A 15 de Julho de 2012, o À pala de Walsh iniciava a actividade com um primeiro texto, escrito a oito mãos, pelos quatro fundadores do site. Entretanto passou uma década. Ao longo desses anos muitos foram os que escreveram connosco e publicámos mais de 2700 artigos, críticas, ensaios, textos coletivos, entrevistas, vídeos, conversas, ensaios visuais, crónicas e outras brincadeiras cinéfilas.

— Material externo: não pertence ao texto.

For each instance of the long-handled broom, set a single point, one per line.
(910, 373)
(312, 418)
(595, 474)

Depois de em Julho de 2022 termos apresentado o ciclo “10 anos à Pala” na Cinemateca Portuguesa, com 5 sessões seguidas de uma conversa sobre os filmes, apresentamos agora perto do final do ano uma outra iniciativa: o dossier “10 anos, 10 filmes”. Este dossier parte de um convite a um conjunto de realizadores portugueses cuja obra prezamos para nos ajudar a reflectir sobre o que foi esse cinema que por nós passou nos últimos 10 anos, através da escolha de um filme – que os tivesse surpreendido de alguma forma – e estreado durante esse período, acompanhado de uma pequena reflexão sobre essa escolha.
Hoje apresentamos a escolha de Regina Guimarães, argumentista (com destaque para a colaboração com Paulo Rocha e Saguenail), poeta, dramaturga, tradutora e realizadora portuguesa [(Dentro (2001), A Menina Dos Olhos (2012) e Acentuado Arrefecimento Nocturno (2013)]. Recentemente traduziu para português a poesia da poeta e jornalista afegã, Nadia Anjuman.

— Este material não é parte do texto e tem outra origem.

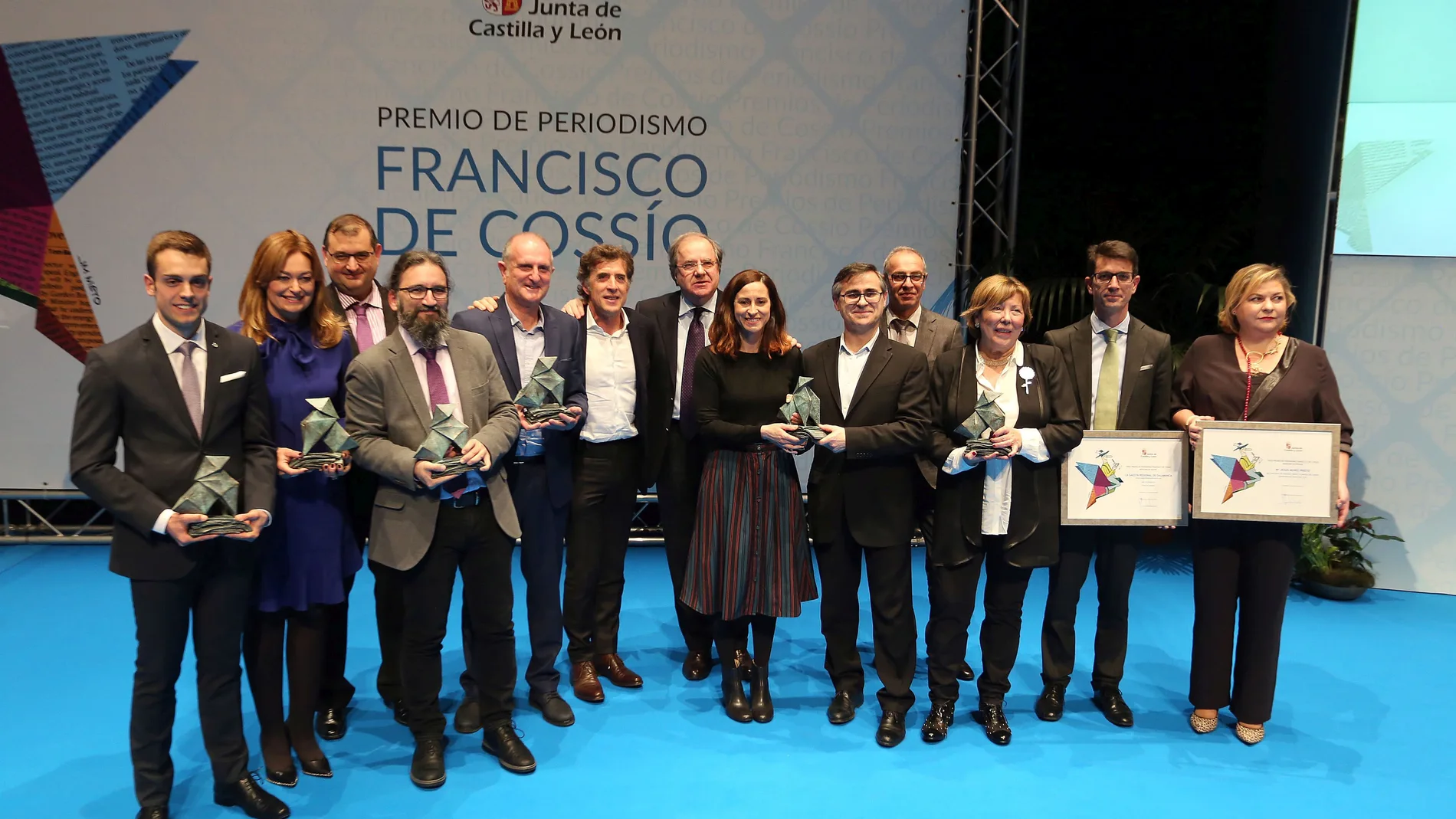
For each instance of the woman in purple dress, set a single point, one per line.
(310, 545)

Adieu au langage é um filme de 2014. Ao descobri-lo, no momento em que estreou no Porto, fiquei com a sensação de estar perante o último filme de Godard.

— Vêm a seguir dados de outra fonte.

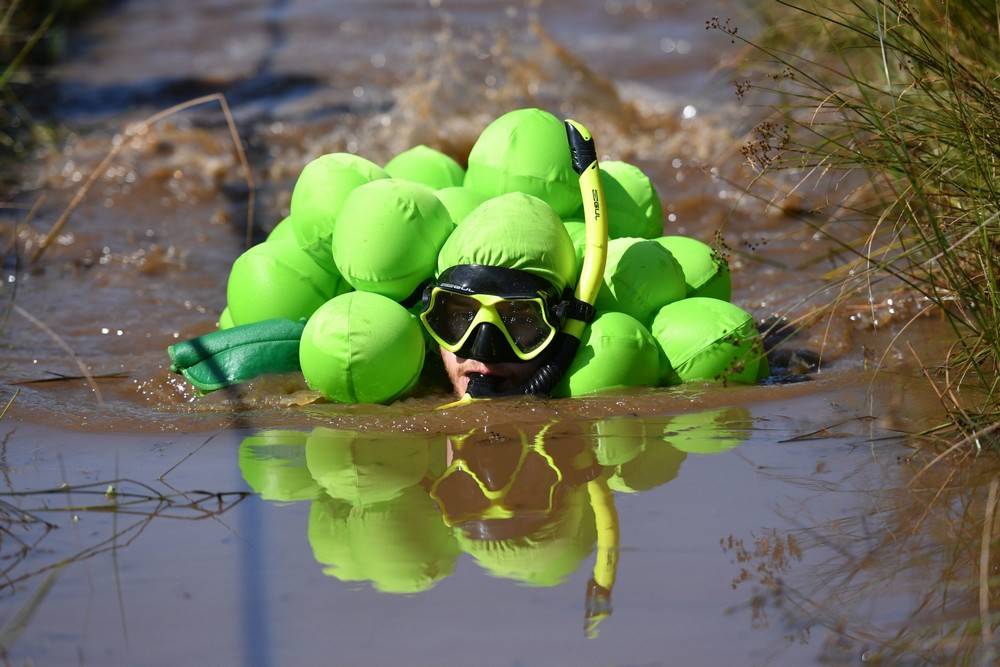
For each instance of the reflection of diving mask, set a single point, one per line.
(481, 482)
(491, 314)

Adieu au langage et pour cause…
Na verdade, quando uns quatro anos mais tarde corri (eu que já não corro..) até à estreia do Le livre d’image (O Livro de Imagem, 2014) , o objecto pareceu-me senil brincadeira dum fazedor de efeitos sem anjos que lhe valham (a Godard, sempre fugiu um bocadinho o pé para esse chinelo…) e disse, não sem tristeza, para comigo que talvez, por excepção, eu tivesse razão no que anteriormente sentira. Lembrei-me então de Adieu au langage em pormenor; ainda tinha uma memória viva do modo singular como nesse filme [que não teve a aura do Film socialisme (Filme Socialismo, 2010)…] uma dramaturgia desequilibrada e uma propositada incongruência nas rimas e desafinações concorrem descaradamente para a solidez da obra sem contudo funcionarem como coelhos sacados duma cartola. Ora, poucas pessoas se mostraram, em 2014, sensíveis a um dos elementos mais surpreendentes de Adieu au langage, a saber: a utilização incomum dum 3D um tanto tosco. Godard recorreu a um processo tecnológico (quase) em voga para contar mais uma, ou duas, das suas histórias de amor e desamores, mapeada a partir do fim inevitável e não dum auspicioso início. E Godard conseguiu, com o seu pouco aparatoso 3D, colocar no mesmo plano várias personagens que se encontram no mesmo tempo cronológico mas não no mesmo espaço de comunicação. No seu “último” filme, Godard acrescentou pois uma figura ao léxico do cinema…
Aos oitenta e tal anos, Godard foi ainda mestre na sua arte híbrida e deixou-nos, menos sibilinamente do que nas benjaminianas colecções de déjà dit outrora por outrem, porventura a sua mais sincera ilustração duma relação de atracção impotente perante o prodígio da linguagem.